Here's why you might
want to do this, and how to get started.
The "why" is less cost and more convenience:
- Email-to-fax is cheaper than fax-to-fax for all international
faxes and some domestic faxes.
- Email-to-fax is more convenient for faxes
prepared on your computer, because you don't have to print a hard copy and then
babysit your fax machine while it tries to send it.
The "how" is to sign up with efax.com or htnet.net [no
longer online]. There are of
course other email-to-fax services but these are the best I've found so far.
Both efax.com and htnet.net rates are very competitive.
Efax.com's system has the advantage of being very slick (thank you alpha geek
Brent Berry for this info). It's integrated with MS-Office such that you can
send faxes right from inside MS-Word (no need to switch over to your email
program). The downside, for those who fax infrequently, is that efax.com posts a
minimum charge to your credit card every month, for as long as you have an
efax.com email-to-fax account, whether you sent any faxes that month or not.
Visit http://www.efax.com/ to sign up.
NB: Call me a nervous puppy, but I still NEVER email-to-fax or
fax-to-email files with my (scanned) signature. Unless PGP or other encryption
is used, every email, including email-to-fax and fax-to-email, crosses the Internet in the
clear and can be eavesdropped "on the fly" during
transmission, OR read later from any uncleared disk cache of computers along
the transmission chain that is hacked into. (No no no … human hackers don't
sit there and numb their brains reading masses of unsorted email hoping to find
something useful. Agent software is used to scan for goodies like credit
card numbers and fax files with signatures.)
How to Bangladesh- Proof Your Computer
Since I'm nerdier than many of you, and because I love you, and I KNOW
some of you are STILL having unprotected computing despite ILOVEYOU, Chernobyl,
power spikes,
and all the other bad things out there, can I just make a couple of motherly-nerdly
suggestions?
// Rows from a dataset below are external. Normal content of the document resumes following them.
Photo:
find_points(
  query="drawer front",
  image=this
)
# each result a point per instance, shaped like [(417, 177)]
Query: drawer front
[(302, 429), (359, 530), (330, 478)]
This is what I am doing to protect myself, in order of priority:
- Get the grounding to earth checked at the power points BEFORE you plug in
any computer equipment.
- Always use a voltage regulator or uninterruptible power supply. In
Bangladesh this is basic. Keep in mind, however, that a voltage
regulator / UPS is designed to protect from "normal" line
noise. If the transformer on the street immediately outside your house
goes (BAM!), your computer is toast, VR/UPS or no .
- Run the highest level and most current virus checker software with
up-to-date virus datafiles. I use McAfee, which I bought and downloaded and
periodically update over the Net from http://www.mcafee.com. I don't think it matters which checker you
use. The point is to have a
virus checker installed; to update the engine and virus data files frequently
(weekly is good); and to keep it configured to
provide the highest level of protection.
- Write-protect the file normal.dot. This protects from MS-Word macro
viruses.
- Back up key files frequently (at least weekly … a week's work is a
lot to lose). Depending on how motivated, organized, nervous, or
computer-dependent you are, you may want to have additional sets of backups
for everything, or just for critical projects/software, going back
further than one week.
- Make a static back up of your whole hard disk every 3-12 months (or at
critical points like after upgrading your operating system or purchasing and
configuring a new computer). This can be to a second hard disk, Zip drives,
tape backup, or CD writer - yours or borrowed. If your own backup hardware
won't handle a full disk backup, phone a local
computer company to come in and do it for you.